Nonostante la sede appena assegnataci sia oggettivamente molto buona, uno degli altri due partecipi con me al concorso sembra intenzionato a rinunciare sia per ragioni familiari che per alcuni miglioramenti che potrebbe ottenere nella sua carriera di funzionario in un’azienda privata.
Questa rinuncia credo finirebbe per comportare la nostra esclusione dal concorso con danni notevolissimi.
Vi aggiungo che come referente ho accettato da due giorni la sede ma ritengo che una diffida da parte nostra se non addirittura un’azione giudiziaria potrebbero forse indurre a più miti consigli il terzo socio.
Se si aprisse questa possibilità, non sarebbe il caso di stilare un accordo che possa essere vincolante per tutti e tre?

È un problema che abbiamo esaminato molte volte anche qui, ribadendo in ogni circostanza che, se uno dei covincitori rinuncia in una qualsiasi fase della procedura – quindi anche in quella successiva all’accettazione della sede – a proseguire nell’avventura del concorso straordinario, perdono l’opportunità tutti i partecipanti alla “cordata”, i quali, detto banalmente, simul stabunt vel simul cadent.
È vero che, nel caso in cui il terzo socio vi ribadisse la sua volontà di sottrarsi in extremis all’associazione e quindi nel concreto rifiutasse di sottoscrivere i “moduli” che in pratica tutte le Regioni richiedono siano firmati da ogni componente la compagine vincitrice, voi potreste agire o tentare di agire nei suoi confronti per il risarcimento dei danni.
E però, prescindendo dai possibili effetti “psicologici” di una diffida o di un’azione giudiziaria, si tratterebbe – come si è sottolineato ripetutamente – di affrontare un iter giudiziario comunque lungo e articolato [oltre che oneroso] per la necessità di dover ricorrere inevitabilmente a complesse consulenze tecniche, tenendo inoltre presente che si dovrebbe in ogni caso discutere di una farmacia inesistente e destinata anzi a non venire mai… ad esistenza.
Oltretutto, c’è sempre evidentemente l’alea di un giudizio civile, tanto più che in questo caso specifico si deve mettere in conto che probabilmente l’ipotetico convenuto – cioè il coassociato renitente/recedente (receduto?) – eccepirà in particolare il decorso di ben sette anni dalla data di approvazione della legge di conversione del dl.
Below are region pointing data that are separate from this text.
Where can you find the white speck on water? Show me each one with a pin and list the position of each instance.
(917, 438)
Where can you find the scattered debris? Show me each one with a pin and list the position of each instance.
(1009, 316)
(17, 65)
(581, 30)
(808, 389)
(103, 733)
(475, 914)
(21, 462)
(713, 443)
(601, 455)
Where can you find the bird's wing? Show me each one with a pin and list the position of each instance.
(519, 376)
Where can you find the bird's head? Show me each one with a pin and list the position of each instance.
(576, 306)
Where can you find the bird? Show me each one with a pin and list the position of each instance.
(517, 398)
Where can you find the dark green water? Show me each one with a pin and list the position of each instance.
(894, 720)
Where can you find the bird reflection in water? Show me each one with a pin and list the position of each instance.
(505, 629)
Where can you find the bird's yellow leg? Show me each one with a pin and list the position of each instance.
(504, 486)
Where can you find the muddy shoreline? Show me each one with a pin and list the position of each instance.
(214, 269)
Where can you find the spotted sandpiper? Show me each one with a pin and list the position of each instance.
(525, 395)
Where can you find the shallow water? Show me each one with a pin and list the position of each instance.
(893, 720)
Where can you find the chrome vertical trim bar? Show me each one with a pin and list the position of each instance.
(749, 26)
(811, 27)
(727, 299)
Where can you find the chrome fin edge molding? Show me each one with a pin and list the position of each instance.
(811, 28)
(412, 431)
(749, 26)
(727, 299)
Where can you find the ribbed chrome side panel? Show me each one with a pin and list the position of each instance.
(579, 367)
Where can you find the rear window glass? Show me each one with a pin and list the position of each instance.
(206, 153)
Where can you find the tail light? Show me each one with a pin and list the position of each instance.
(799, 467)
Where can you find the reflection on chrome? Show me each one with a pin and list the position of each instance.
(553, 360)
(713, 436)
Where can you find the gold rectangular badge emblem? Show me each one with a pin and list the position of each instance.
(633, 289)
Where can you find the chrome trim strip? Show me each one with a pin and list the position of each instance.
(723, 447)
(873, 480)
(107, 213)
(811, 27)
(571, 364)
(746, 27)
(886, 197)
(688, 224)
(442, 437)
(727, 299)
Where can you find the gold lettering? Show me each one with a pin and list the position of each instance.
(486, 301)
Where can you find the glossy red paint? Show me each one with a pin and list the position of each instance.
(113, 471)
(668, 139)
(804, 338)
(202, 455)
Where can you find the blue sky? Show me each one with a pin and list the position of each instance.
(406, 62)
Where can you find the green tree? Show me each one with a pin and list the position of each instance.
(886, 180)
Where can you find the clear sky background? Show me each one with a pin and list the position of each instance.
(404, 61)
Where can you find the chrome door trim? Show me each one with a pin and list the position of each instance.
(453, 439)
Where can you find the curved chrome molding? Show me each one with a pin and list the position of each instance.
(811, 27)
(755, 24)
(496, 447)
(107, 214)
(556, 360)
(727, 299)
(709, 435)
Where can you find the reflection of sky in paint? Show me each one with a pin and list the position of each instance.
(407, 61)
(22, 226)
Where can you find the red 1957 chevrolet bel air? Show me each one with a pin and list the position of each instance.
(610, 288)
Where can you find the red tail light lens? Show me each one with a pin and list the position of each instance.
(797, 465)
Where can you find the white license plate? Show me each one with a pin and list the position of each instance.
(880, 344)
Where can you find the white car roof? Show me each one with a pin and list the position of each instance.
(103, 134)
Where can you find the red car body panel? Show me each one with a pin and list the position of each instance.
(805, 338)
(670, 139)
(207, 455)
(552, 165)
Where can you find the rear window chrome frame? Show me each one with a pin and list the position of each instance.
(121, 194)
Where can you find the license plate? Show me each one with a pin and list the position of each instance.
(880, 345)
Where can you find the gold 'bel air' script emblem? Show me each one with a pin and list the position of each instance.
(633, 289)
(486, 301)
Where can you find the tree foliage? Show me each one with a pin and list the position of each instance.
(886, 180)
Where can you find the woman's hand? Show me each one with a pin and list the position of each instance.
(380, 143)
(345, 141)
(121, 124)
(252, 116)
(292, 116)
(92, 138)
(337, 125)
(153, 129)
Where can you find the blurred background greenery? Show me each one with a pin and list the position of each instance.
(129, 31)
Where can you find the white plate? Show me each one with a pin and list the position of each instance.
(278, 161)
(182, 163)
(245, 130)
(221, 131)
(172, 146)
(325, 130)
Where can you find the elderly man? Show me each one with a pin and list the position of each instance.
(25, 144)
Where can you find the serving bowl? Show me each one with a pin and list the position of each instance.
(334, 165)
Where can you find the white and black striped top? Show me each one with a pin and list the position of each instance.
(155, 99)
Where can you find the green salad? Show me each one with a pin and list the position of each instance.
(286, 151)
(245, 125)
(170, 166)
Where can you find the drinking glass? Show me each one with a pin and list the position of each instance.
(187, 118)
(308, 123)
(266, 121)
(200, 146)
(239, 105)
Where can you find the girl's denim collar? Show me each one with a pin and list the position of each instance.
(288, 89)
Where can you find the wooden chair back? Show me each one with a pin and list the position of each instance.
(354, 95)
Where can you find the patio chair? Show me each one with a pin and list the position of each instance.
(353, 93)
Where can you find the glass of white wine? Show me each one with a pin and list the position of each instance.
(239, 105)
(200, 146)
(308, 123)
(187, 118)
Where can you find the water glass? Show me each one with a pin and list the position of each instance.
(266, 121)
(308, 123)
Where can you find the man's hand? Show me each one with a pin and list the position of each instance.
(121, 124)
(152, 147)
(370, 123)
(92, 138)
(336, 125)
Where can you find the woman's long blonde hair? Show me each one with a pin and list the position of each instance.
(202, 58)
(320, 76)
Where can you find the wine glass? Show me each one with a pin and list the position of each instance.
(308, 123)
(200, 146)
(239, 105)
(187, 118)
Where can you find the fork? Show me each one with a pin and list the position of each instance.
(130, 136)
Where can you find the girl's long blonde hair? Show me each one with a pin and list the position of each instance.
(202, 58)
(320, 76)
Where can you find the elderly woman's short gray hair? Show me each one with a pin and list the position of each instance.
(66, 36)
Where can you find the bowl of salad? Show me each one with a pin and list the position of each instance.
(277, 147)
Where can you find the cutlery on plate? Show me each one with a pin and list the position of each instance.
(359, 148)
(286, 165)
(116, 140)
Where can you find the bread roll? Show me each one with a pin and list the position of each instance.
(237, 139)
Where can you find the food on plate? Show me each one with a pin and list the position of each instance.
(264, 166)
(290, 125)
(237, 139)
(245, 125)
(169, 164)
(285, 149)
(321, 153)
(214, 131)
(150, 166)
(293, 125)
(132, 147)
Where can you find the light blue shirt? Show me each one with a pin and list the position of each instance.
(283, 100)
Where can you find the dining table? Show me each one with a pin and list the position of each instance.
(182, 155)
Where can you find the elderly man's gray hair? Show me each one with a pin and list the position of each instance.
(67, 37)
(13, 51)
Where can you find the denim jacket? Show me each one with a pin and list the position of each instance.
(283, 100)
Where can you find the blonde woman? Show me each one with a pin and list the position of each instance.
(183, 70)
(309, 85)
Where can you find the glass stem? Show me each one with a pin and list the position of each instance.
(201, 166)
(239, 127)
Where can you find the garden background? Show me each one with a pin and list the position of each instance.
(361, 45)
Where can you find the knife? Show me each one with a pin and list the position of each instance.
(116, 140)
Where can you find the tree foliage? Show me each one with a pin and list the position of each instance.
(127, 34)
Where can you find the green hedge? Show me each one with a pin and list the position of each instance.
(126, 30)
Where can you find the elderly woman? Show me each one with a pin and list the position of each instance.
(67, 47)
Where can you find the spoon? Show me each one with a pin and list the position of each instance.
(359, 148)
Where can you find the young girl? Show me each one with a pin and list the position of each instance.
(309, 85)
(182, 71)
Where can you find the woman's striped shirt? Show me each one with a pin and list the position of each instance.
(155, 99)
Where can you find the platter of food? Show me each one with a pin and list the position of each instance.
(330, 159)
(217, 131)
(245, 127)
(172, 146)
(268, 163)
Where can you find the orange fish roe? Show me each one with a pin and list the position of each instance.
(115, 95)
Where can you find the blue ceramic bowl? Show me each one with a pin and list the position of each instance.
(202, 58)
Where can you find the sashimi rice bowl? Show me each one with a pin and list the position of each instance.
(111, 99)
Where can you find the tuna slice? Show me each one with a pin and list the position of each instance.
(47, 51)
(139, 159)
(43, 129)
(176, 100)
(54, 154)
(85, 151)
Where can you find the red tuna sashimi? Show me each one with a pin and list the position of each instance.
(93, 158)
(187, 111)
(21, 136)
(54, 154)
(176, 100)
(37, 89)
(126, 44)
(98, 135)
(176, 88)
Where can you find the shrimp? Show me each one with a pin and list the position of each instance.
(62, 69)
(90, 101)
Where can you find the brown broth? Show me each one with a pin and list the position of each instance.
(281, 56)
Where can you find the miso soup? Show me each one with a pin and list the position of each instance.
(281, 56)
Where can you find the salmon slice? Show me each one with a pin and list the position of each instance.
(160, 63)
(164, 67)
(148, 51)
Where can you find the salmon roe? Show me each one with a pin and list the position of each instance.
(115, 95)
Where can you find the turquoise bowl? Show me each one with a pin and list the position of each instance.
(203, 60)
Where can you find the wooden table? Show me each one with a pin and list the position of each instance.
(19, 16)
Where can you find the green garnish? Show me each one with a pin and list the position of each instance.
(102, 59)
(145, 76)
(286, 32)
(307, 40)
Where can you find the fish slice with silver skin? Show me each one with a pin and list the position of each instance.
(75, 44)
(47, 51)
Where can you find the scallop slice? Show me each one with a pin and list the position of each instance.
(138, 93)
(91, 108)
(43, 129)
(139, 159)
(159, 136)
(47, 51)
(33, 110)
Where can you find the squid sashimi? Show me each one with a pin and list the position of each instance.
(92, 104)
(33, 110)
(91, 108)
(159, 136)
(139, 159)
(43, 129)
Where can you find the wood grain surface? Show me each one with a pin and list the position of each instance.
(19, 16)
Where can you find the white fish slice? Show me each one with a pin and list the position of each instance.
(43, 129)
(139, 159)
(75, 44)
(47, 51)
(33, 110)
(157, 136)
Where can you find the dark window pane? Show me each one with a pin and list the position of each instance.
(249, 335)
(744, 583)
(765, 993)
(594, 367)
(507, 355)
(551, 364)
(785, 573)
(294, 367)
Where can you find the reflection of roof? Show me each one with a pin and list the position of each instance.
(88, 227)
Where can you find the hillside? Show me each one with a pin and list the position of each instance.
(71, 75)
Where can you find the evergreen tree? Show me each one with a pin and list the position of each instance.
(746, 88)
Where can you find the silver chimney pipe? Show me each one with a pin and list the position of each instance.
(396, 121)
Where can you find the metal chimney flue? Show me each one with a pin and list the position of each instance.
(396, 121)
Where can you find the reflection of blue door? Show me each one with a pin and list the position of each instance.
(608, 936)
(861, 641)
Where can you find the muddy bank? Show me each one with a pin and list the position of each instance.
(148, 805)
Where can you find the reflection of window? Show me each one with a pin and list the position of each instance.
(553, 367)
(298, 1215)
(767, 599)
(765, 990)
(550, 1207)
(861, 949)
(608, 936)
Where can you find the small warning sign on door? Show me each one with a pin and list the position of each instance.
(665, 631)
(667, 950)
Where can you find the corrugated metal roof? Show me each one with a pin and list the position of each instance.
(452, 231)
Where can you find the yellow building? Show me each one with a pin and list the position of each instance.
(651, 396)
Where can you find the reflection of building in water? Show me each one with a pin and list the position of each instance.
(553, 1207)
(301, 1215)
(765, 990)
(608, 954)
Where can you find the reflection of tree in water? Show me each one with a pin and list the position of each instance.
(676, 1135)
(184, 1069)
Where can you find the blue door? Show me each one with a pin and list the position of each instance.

Crescitalia, che, non dimentichiamo, prevedeva invece l’apertura dei nuovi esercizi entro i successivi 12 mesi (!).
E in oltre sette anni può essere lecito per chiunque adottare “scelte di vita” diverse da quelle che indussero a contrarre con altri la partecipazione a uno o due concorsi straordinari: il che, senza voler qui soffermarsi sulla natura e la fine sostanza giuridica del rapporto cui danno vita tre farmacisti che hanno partecipato/partecipano insieme a una procedura concorsuale, rischia seriamente di assumere un ruolo dirimente in un ipotetico giudizio risarcitorio.
Ma il quesito precisa che potrebbe anche aprirsi uno spiraglio che possa indurre il “renitente” a proseguire il cammino ed è chiaro che in tal caso dovrete tentare di formalizzare un’intesa in forma scritta che possa scandire i rapporti tra voi nell’intera fase che potrà condurvi alla titolarità della farmacia [se in forma sociale o pro quota, qui non conta].
L’accordo dovrà naturalmente tentare di disciplinare tutti i variegati momenti di questa fase e dunque il criterio di scelta del locale, i modelli anche economici di allestimento della farmacia, l’entità e le modalità di reperimento delle risorse finanziarie, ecc., ma soprattutto il testo del futuro atto costitutivo/statuto della snc [ma potrebbe essere anche una sas nel caso in cui il “renitente” non intendesse correre nessun rischio imprenditoriale, come pure, ma meno verosimilmente, una srl] nel quale sarà opportuno/necessario parlare di durata, di criteri e poteri di amministrazione [guardando in particolare alle operazioni da rimettere all’amministrazione in forma congiunta], di direzione tecnica della farmacia sociale, di compensi per i soci che lavorano, di cedibilità della quota, di premorienza di un socio, e così via.
In definitiva, la vicenda – in questo momento certo complicata – potrebbe anche dipanarsi in termini soddisfacenti, ma ovviamente c’è da lavorare molto.